I’m about to make a big commitment I’m afraid of (and if you read my last post, you understand my commitment-phobe tendencies). Every Monday at 10:00 a.m. central time for what’s left in this year of 2011, and there’s a lot left, I will pose a difficult question on this blog followed by my thoughts on the matter sure to be mixed in with a few quotes from C.S. or Jesus or Emily Dickinson. Depending on the topic and whomever I find has written a much more sufficient answer than I could ever construe.
While I have not written a list of 52 hard questions, I’ll assume many will be theological or somehow relate to my worldview of Christianity. Many I will not want to think about much less articulate publicly. Many will not have an answer and maybe some will force me to change the answer I’ve believed for too long with too little foundation.

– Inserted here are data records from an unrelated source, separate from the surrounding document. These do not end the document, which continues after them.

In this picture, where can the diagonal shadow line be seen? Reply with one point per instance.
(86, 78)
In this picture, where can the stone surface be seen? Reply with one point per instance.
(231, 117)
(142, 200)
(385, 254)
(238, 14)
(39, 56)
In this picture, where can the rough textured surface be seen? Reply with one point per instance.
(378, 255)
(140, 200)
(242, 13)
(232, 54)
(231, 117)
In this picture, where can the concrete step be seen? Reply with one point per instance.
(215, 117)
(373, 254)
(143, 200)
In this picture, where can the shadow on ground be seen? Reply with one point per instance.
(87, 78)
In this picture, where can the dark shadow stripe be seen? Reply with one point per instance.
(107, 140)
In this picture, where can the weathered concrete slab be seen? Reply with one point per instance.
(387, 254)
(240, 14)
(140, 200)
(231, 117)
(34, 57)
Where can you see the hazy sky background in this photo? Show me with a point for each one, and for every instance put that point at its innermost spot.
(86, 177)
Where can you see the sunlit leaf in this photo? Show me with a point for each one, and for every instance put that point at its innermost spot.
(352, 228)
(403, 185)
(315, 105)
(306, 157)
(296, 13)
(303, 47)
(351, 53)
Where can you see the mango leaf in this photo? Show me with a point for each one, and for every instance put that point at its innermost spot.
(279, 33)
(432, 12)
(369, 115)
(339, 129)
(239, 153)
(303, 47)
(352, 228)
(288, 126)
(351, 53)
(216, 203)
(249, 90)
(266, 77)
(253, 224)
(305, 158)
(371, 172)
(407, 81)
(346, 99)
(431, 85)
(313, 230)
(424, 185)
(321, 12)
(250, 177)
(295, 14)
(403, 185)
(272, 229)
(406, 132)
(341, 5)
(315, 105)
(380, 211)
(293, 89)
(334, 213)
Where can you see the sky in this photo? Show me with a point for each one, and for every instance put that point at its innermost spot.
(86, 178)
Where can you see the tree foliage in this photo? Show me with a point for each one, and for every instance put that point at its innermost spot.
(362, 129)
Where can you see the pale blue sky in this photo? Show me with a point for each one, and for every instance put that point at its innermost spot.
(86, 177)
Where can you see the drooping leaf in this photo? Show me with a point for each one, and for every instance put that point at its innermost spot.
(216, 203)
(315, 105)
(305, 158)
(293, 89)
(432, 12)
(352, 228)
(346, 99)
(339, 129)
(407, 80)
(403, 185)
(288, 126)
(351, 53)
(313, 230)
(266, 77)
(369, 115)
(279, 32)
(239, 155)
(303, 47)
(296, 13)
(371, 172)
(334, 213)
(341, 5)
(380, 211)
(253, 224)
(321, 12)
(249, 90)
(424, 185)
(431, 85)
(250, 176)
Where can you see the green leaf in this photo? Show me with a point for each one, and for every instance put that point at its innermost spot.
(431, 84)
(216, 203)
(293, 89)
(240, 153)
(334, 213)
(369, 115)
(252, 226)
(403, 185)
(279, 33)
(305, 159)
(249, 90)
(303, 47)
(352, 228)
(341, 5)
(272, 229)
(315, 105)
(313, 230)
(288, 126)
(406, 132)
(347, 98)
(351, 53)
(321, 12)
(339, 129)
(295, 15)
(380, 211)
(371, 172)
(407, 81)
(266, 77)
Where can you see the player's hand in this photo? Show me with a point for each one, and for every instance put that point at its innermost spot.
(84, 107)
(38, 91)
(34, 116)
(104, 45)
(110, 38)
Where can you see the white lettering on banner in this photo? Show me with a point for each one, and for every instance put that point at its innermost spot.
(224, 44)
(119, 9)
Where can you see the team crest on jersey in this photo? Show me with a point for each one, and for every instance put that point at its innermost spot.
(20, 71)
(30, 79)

I will keep them short, somewhere between 300 and 400 words, and I will keep them open for you to chime into whenever you please. You can even come up with my next question if one’s burning in you. I’m sure to run dry of inspiration around June. Or February.
I will try to ask the question freshly, as if I’ve never asked it of myself. I will try to ask questions that lead to more questions. Dead ends are no fun.
The objection of all this? I’m not sure, and I’m not sure I need one. Living life without questioning it, without allowing curiosity to overtake us now and again, without digging underneath, around and through all the options hardly seems worth our time.